Obesity apparently paves way for a number of cancers, including triple-negative breast cancer. Well, here is another investigation that sheds light on the harmful rise of cancer risk after weight gain. According to a recent study by the Yale School of Public Health, women who put on substantial weight in early adulthood suffer from endometrial cancer at much younger ages than those who gained weight later in life.

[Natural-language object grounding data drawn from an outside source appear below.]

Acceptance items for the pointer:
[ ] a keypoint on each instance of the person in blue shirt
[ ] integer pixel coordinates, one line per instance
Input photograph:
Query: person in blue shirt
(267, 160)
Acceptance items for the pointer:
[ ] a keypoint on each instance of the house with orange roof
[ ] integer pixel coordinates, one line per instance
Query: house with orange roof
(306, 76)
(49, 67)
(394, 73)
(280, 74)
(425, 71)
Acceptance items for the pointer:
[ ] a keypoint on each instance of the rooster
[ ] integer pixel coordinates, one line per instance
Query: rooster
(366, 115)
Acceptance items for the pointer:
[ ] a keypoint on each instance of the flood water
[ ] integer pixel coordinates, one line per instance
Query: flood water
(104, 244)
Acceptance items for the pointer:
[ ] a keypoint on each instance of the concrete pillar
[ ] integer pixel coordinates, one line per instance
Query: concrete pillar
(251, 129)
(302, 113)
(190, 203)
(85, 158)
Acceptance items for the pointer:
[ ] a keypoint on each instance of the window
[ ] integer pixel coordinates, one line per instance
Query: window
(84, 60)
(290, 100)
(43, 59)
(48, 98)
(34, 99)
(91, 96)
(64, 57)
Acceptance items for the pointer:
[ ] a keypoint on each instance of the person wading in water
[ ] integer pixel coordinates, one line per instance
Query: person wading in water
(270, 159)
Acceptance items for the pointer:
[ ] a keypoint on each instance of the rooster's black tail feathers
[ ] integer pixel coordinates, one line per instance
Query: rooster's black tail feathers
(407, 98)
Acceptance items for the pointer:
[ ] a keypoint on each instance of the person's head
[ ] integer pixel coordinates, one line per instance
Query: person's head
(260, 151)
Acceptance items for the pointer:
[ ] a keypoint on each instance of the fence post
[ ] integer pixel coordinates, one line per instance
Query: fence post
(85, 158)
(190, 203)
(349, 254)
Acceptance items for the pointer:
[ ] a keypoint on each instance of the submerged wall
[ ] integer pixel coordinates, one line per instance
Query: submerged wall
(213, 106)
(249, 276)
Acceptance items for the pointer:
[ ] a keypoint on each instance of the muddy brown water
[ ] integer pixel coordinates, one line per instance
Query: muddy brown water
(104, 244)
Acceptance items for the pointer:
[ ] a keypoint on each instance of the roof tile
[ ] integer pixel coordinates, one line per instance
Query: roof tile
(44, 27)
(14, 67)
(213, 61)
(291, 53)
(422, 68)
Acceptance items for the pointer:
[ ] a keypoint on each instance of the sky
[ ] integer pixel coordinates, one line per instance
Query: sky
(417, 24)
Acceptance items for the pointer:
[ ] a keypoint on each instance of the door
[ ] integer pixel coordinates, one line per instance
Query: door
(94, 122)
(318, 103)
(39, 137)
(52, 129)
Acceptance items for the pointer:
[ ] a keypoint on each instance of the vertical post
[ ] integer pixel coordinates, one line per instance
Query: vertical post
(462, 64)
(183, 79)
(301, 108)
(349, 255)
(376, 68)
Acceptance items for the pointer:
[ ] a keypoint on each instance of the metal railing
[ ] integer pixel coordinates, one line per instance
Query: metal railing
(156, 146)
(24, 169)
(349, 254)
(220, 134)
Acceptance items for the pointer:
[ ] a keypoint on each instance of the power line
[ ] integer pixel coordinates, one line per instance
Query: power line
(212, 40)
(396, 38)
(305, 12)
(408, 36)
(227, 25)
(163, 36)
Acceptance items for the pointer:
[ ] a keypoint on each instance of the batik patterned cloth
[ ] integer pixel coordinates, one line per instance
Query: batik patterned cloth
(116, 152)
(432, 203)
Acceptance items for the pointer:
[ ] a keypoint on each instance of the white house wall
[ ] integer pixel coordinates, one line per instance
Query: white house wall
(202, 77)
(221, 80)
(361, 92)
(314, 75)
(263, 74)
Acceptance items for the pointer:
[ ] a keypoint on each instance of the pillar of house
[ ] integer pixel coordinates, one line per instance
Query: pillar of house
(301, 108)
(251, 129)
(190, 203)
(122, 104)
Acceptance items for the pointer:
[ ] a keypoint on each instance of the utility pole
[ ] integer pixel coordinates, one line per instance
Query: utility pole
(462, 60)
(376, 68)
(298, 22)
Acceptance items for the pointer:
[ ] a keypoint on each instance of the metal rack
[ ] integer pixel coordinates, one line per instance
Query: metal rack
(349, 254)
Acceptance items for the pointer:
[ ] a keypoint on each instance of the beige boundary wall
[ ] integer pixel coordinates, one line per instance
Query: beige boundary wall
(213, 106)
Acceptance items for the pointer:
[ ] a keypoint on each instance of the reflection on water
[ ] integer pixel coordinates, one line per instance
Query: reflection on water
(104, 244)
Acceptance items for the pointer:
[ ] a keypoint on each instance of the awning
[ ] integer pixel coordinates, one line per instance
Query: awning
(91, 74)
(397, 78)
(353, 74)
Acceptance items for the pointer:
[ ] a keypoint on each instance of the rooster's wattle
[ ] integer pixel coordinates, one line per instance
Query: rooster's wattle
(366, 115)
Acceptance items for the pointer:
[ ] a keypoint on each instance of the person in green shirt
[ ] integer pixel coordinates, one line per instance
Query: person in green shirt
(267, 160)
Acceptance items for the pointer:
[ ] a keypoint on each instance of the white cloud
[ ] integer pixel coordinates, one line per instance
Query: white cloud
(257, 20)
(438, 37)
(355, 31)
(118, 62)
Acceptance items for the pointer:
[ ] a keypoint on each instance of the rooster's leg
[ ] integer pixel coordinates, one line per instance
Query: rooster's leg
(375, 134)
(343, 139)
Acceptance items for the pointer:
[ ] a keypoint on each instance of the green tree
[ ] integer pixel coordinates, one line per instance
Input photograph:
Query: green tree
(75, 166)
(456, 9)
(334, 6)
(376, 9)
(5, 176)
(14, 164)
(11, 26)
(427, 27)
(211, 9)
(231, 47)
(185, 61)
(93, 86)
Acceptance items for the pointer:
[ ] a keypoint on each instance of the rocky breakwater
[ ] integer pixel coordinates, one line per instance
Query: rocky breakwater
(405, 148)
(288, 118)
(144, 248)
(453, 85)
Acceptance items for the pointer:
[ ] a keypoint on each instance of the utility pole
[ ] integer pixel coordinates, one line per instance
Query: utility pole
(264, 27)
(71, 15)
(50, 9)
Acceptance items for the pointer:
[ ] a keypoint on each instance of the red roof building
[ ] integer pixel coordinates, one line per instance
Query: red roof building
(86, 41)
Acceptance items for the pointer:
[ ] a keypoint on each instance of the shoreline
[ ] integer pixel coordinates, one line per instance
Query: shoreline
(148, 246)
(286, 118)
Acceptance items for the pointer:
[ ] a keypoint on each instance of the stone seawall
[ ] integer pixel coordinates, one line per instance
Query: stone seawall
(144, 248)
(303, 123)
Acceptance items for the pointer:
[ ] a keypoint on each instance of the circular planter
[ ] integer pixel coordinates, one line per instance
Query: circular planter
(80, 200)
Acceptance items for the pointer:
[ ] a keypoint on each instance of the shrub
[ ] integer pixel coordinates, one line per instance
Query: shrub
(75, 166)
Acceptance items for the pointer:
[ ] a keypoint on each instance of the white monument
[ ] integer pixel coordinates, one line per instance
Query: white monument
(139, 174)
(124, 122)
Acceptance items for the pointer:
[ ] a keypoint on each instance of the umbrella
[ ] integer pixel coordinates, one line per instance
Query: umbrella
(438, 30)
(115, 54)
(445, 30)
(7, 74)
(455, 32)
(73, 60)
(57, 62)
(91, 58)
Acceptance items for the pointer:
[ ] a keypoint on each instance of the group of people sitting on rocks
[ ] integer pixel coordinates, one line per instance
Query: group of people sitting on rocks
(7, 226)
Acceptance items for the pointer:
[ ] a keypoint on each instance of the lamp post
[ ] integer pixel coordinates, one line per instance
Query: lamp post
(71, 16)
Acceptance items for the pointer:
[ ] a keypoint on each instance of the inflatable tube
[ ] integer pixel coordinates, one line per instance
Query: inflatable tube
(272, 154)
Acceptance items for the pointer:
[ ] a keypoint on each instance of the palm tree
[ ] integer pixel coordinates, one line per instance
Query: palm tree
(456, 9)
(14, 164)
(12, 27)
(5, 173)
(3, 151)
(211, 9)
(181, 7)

At the time of the study, experts thoroughly scrutinized data about 668 endometrial cancer patients and another 665 women of comparable ages without the disease. Also the height and weight of the participants were analyzed in each decade of adulthood. It was then asserted that endometrial cancer patients who had a substantial weight elevation as young adults tended to be diagnosed at much younger ages. Women in their twenties facing a weight gain of 35 percent possibly have higher chances of being diagnosed with endometrial cancer 10 years earlier than those who experienced less than 5 percent weight gain during the same period.

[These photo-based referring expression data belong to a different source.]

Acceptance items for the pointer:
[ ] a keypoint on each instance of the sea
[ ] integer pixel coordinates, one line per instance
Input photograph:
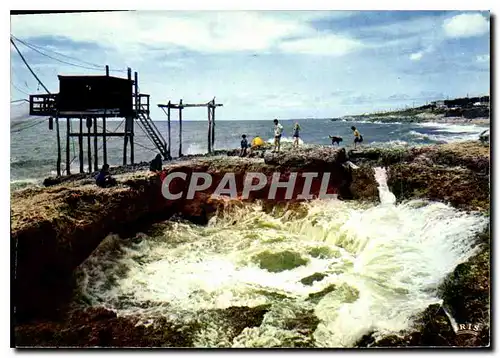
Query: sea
(327, 275)
(34, 147)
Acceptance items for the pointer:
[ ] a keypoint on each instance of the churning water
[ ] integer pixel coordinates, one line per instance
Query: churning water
(353, 267)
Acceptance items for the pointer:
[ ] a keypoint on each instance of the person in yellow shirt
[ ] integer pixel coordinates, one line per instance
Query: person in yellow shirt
(358, 138)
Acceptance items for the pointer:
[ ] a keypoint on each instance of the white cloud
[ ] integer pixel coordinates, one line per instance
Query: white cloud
(483, 58)
(466, 25)
(209, 32)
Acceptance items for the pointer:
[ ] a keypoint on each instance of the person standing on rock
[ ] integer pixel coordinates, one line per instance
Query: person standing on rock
(278, 130)
(244, 146)
(296, 130)
(358, 138)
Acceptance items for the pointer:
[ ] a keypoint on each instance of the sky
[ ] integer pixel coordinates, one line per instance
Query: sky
(267, 64)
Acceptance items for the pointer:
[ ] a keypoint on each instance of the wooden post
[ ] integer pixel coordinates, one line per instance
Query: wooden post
(80, 144)
(68, 129)
(136, 85)
(180, 128)
(209, 128)
(132, 142)
(104, 147)
(213, 124)
(89, 149)
(58, 147)
(168, 124)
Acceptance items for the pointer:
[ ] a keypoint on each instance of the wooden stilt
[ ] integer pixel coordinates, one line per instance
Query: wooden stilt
(209, 129)
(132, 145)
(104, 145)
(130, 122)
(213, 124)
(89, 149)
(125, 142)
(168, 124)
(68, 130)
(180, 128)
(58, 148)
(80, 145)
(96, 151)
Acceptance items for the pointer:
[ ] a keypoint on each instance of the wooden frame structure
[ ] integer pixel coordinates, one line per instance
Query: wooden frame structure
(180, 106)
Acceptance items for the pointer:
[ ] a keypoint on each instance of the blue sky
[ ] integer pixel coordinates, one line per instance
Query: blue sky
(269, 64)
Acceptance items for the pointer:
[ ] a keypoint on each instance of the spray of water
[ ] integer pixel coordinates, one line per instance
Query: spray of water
(351, 268)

Authors tracked down a probable trend in the length of time that a woman was overweight and her risk of endometrial cancer. Those who were consistently overweight between the ages of 20 and 50 allegedly had an almost five-fold heightened threat of endometrial cancer. Herbert Yu, M.D., Ph.D., the study’s lead researcher, a professor at the School of Public Health and member of Yale Cancer Center and colleagues believe that lifestyle in early adult life has a massive impact on health later on.
It is assumed that once a women experiences menopause, adipose tissue begins to produce estrogen. However, the ovaries reportedly stop making progesterone. The ‘unopposed’ estrogen may then interfere with the development of endometrial cancer. Also the fat tissue presumably has several other biological effects on the uterus that can stimulate cell proliferation and pro-inflammatory reactions. These stimulated cell proliferation and pro-inflammatory reactions apparently assist in the process of tumor development.
The study is published in the International Journal of Cancer.